There are more stars in the sky than I have ever seen in my life. Sameer, Rashmi's brother, asks if I want to go on a walk. He starts walking into the darkness with no flashlight; I simultaneously realize that, evolutionarily, it makes more sense that people can see in the dark, and there's a reason why every phone in India has a built in LED flashlight. Sameer tells me he's seen four tigers in Mukteshwar, one about thirty yards from his house. The tiger snatched a dog in its jaws and bounded off. We look out across the valley, which is dark but for a hundred flickering lights. Sameer says that three years ago, there were maybe one or two lights in the whole valley, and now everyone has one.
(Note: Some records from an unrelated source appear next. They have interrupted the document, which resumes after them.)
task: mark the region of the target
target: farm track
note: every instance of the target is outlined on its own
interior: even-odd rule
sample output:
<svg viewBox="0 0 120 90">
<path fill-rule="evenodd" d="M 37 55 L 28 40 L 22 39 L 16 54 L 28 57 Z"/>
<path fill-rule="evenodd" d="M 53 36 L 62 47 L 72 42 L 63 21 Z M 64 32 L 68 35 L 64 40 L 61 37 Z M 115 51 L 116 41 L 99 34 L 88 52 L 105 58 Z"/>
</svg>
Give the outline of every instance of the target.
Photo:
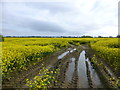
<svg viewBox="0 0 120 90">
<path fill-rule="evenodd" d="M 88 47 L 74 46 L 65 50 L 60 50 L 45 58 L 43 64 L 46 68 L 60 69 L 57 76 L 57 83 L 53 83 L 54 88 L 103 88 L 104 85 L 99 75 L 93 69 L 89 58 L 86 56 Z M 60 58 L 58 58 L 60 57 Z M 81 63 L 81 64 L 80 64 Z M 3 88 L 27 88 L 25 86 L 26 79 L 32 80 L 34 76 L 39 75 L 42 63 L 38 63 L 30 67 L 27 71 L 16 74 L 15 78 L 3 84 Z"/>
</svg>

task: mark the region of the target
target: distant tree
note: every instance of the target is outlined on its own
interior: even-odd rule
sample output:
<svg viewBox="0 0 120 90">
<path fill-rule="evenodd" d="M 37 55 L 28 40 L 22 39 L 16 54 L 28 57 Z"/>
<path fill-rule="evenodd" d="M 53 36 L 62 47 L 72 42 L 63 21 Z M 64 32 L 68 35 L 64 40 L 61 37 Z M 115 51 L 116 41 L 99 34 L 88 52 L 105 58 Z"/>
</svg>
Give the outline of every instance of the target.
<svg viewBox="0 0 120 90">
<path fill-rule="evenodd" d="M 4 37 L 0 35 L 0 42 L 4 41 Z"/>
<path fill-rule="evenodd" d="M 117 35 L 117 38 L 120 38 L 120 35 Z"/>
<path fill-rule="evenodd" d="M 112 36 L 109 36 L 109 38 L 113 38 Z"/>
<path fill-rule="evenodd" d="M 98 36 L 98 38 L 102 38 L 102 36 Z"/>
<path fill-rule="evenodd" d="M 81 36 L 81 38 L 93 38 L 92 36 Z"/>
</svg>

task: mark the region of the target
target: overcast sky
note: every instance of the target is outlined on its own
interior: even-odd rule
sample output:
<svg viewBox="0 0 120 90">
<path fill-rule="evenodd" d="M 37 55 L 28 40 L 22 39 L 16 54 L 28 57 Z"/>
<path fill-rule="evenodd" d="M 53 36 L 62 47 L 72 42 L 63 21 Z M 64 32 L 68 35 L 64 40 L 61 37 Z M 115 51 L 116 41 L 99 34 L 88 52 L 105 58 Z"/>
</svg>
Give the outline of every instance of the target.
<svg viewBox="0 0 120 90">
<path fill-rule="evenodd" d="M 3 35 L 117 36 L 118 0 L 7 2 Z"/>
</svg>

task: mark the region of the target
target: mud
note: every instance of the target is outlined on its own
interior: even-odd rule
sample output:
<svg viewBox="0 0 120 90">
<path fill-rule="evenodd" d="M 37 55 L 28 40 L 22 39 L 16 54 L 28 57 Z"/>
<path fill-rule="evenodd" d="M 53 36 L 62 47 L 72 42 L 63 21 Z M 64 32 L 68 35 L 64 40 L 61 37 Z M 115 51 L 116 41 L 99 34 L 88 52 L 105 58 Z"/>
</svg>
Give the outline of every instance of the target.
<svg viewBox="0 0 120 90">
<path fill-rule="evenodd" d="M 44 62 L 31 66 L 27 71 L 17 73 L 15 78 L 3 83 L 3 88 L 27 88 L 26 79 L 32 80 L 34 76 L 39 75 L 42 63 L 45 68 L 60 69 L 58 82 L 54 82 L 52 88 L 104 88 L 101 74 L 91 62 L 93 54 L 87 46 L 71 45 L 68 49 L 61 49 L 46 57 Z"/>
</svg>

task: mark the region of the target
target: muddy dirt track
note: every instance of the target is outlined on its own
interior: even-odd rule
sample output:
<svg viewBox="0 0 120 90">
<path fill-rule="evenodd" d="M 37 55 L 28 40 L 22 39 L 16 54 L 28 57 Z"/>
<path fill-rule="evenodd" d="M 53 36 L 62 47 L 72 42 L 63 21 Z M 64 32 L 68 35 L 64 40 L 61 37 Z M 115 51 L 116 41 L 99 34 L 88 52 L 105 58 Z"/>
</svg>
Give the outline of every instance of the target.
<svg viewBox="0 0 120 90">
<path fill-rule="evenodd" d="M 59 68 L 58 83 L 54 83 L 54 88 L 104 88 L 104 84 L 99 74 L 93 68 L 87 56 L 87 47 L 74 46 L 62 49 L 45 58 L 43 64 L 46 68 Z M 41 63 L 30 67 L 27 71 L 16 74 L 15 78 L 3 82 L 3 88 L 27 88 L 26 79 L 32 80 L 39 75 L 42 68 Z"/>
</svg>

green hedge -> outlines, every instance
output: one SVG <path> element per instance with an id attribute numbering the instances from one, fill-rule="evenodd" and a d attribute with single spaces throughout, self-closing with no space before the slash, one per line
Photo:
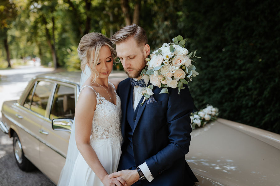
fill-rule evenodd
<path id="1" fill-rule="evenodd" d="M 278 2 L 182 3 L 178 29 L 202 58 L 189 85 L 197 107 L 211 104 L 221 117 L 280 133 Z"/>

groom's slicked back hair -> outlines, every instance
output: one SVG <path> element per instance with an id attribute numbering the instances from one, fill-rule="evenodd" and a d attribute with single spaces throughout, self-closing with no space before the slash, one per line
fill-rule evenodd
<path id="1" fill-rule="evenodd" d="M 110 38 L 112 42 L 116 44 L 125 41 L 133 38 L 139 47 L 148 44 L 146 31 L 136 24 L 127 25 L 116 32 Z"/>

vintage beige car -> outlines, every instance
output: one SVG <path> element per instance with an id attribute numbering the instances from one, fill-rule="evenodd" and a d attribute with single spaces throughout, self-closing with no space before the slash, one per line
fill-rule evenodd
<path id="1" fill-rule="evenodd" d="M 4 102 L 0 129 L 15 159 L 56 184 L 65 162 L 80 73 L 34 78 L 18 100 Z M 219 118 L 191 134 L 185 159 L 200 186 L 280 186 L 280 135 Z M 163 185 L 164 185 L 164 184 Z"/>

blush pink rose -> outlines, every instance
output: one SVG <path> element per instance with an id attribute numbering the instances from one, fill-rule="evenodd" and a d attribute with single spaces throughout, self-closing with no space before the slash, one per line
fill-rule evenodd
<path id="1" fill-rule="evenodd" d="M 184 79 L 186 77 L 186 73 L 184 70 L 180 69 L 175 71 L 174 73 L 174 77 L 177 80 L 180 79 Z"/>
<path id="2" fill-rule="evenodd" d="M 182 55 L 177 55 L 172 60 L 172 64 L 175 67 L 183 65 L 186 61 L 185 58 Z"/>

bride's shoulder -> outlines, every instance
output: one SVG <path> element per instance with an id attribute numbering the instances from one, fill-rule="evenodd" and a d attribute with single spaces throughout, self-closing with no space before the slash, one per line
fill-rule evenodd
<path id="1" fill-rule="evenodd" d="M 113 84 L 116 89 L 120 82 L 124 79 L 124 78 L 112 78 L 109 80 L 109 82 Z"/>

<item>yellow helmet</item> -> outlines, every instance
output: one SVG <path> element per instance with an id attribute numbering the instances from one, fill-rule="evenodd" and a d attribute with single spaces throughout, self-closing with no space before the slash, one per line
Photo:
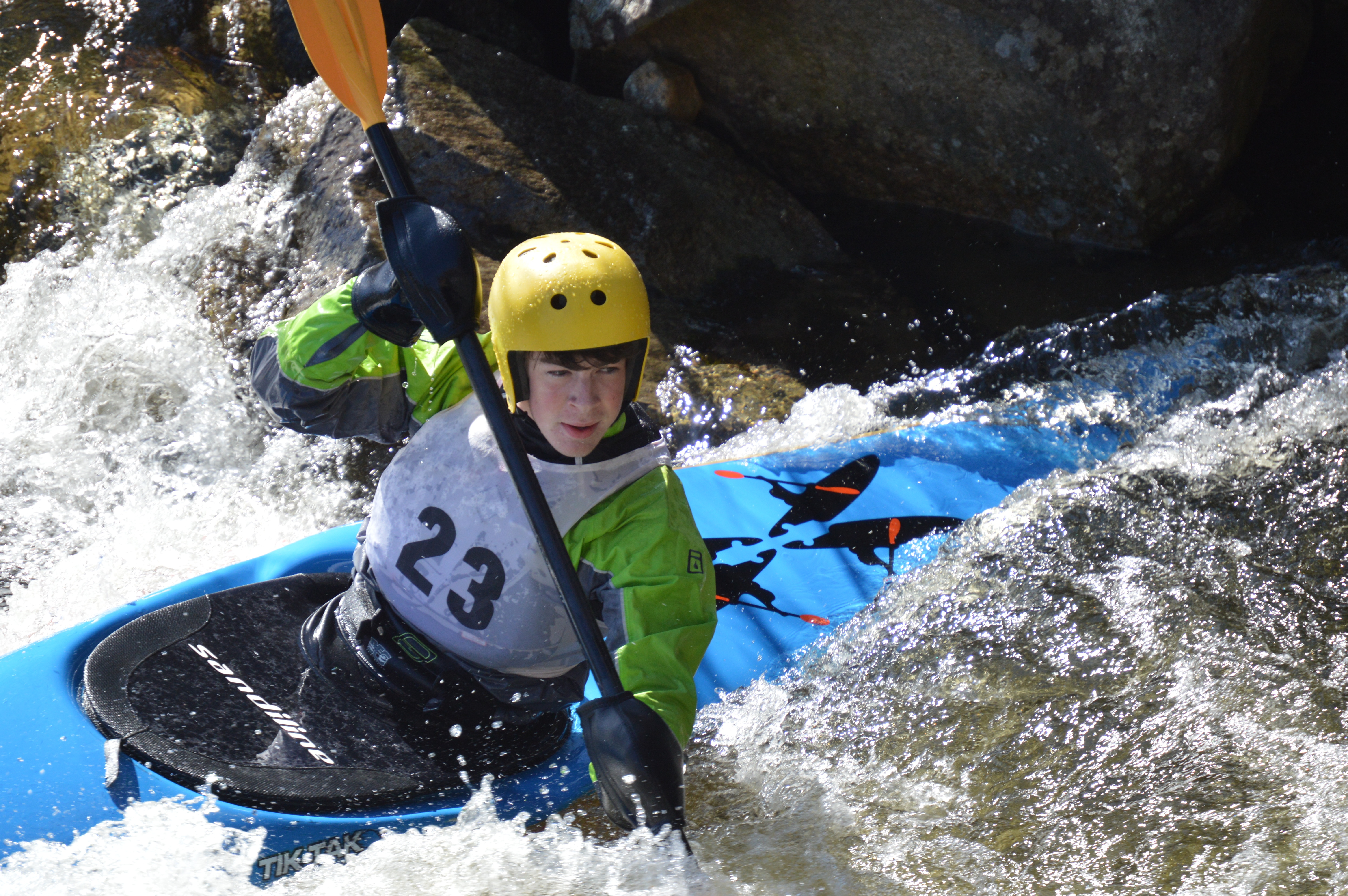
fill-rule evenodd
<path id="1" fill-rule="evenodd" d="M 523 352 L 582 352 L 642 340 L 640 362 L 630 358 L 623 400 L 636 397 L 651 307 L 636 264 L 612 240 L 593 233 L 524 240 L 496 271 L 488 319 L 511 411 L 528 397 Z"/>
There isn't a good reason to stay up late, so we hit the sack by 10pm, and get up early the next morning. Within ten minutes of waking up someone's turned the TV on. Maybe our cultures are similar, after all.

By 9am I've had four cups of chai, but they don't do much against the cold. I think of Rashmi, happy, in Moradabad with her new husband, and feel warm inside. I'm ready to head out to my next destination, a lake village called Nainital. The Khans have been the nicest people on the planet and I thank them profusely for their hospitality, the graciousness they've shown by welcoming me into their home, and letting me be a part of an important family ceremony. Halfway around the world, in a culture wildly different from the one I grew up in, we're celebrating the same thing: a man and woman in love, determined to spend the rest of their lives together.